Kein Spielzeug für das Kanzleikonto

29110_web_R_by_Stefan Erdmann_pixelio.deEs kommt nicht oft vor. Aber so ab und an meldet sich auch schonmal ein Rechtsanwalt bei uns und möchte verteidigt werden.

Im vergangenen Jahr war es, da hatte ein Kollege außerhalb Berlins dringenden Verteidigungsbedarf. Die Generalstaatsanwaltschaft hatte ihm einen Anhörungsbogen zugesandt: „Ihnen wird zur Last gelegt … Sie erhalten Gelegenheit zur Stellungnahme … knappe Frist.

Ich habe mich für ihn gemeldet, Akteneinsicht beantragt und erhalten. Gemeinsam haben wir den Akteninhalt erörtert und daraus dann eine recht umfangreiche Verteidigungsschrift entwickelt.

Das war einen Verteidigung nach dem Motto: „Wasch mir den Pelz, aber mach mich nicht naß.“ Also, ein Quasigeständnis hinsichtlich der ihm zur Last gelegten drei Taten, aber eben so, daß die anderen unbekannten Taten nicht auch noch hochkommen durften. Nicht ganz einfach, weil es sich hierbei um einen verwickelten Komplex handelte.

Wir hatten Glück. Der Oberstaatswalt ließ sich erweichen. Nachdem der Rechtsanwalt den in den drei gestandenen Taten entstandenen Schaden ersetzt hatte, wurde das Verfahren gegen Zahlung einer relativ moderaten Auflage nach § 153a StPO eingestellt. Berufrechtliche Konsequenzen waren nun nicht mehr zu befürchten, jedenfalls keine solchen, die an die Substanz gehen könnten.

Ende gut, alles gut? Aber nein doch! Die Kostenrechnung für die Verteidigung blieb unbezahlt. Höfliche Bitten, dann eine Mahnung, es folgte der Mahnbescheid und schließlich wurde der Vollstreckungsbescheid rechtskräftig. Mit seiner Passivität im gerichtlichen Mahnverfahren hatte der Kollege wohl verhindern wollen, daß ich die Höhe meines Honoraranspruch mit der Brisanz der Taten begründen mußte. Das zumindest war eine sehr weise Entscheidung.

Soweit erstmal. Ich habe dann noch einmal angefangen, ihn um die Zahlung zu bitten. Immer höflich und kollegial-freundich. Aber nichts kam.

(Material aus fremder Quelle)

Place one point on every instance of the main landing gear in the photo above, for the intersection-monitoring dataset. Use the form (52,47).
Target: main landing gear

Gar nichts, noch nicht einmal ein „Es-geht-nicht-alles-auf-einmal!“ oder ein „Ich-zahle-nächsten-Monat“. Üüüberhaupt nichts.

Jetzt habe ich ein vorläufiges Zahlungsverbot an seine Bank geschickt, bei der er sein Kanzleikonto unterhält. Per Fax vorab. Und gemütlich hinterher den Antrag auf Erlaß eines Pfändungs- und Überweisungsbeschlusses.

Achso, habe ich erwähnt, wie der Tatvorwurf lautete? Nein?
Ok, nur soviel: Legosteine, eBay, § 263 StGB.

Es gibt immer wieder Leute, die in die Hand beißen, aus der sie gefüttert werden. Jetzt beiße ich zurück. Und beim nächsten Mal heißt dann auch wieder:

Rechtsanwalt + 263 = Vorschuß.

Schade eigentlich.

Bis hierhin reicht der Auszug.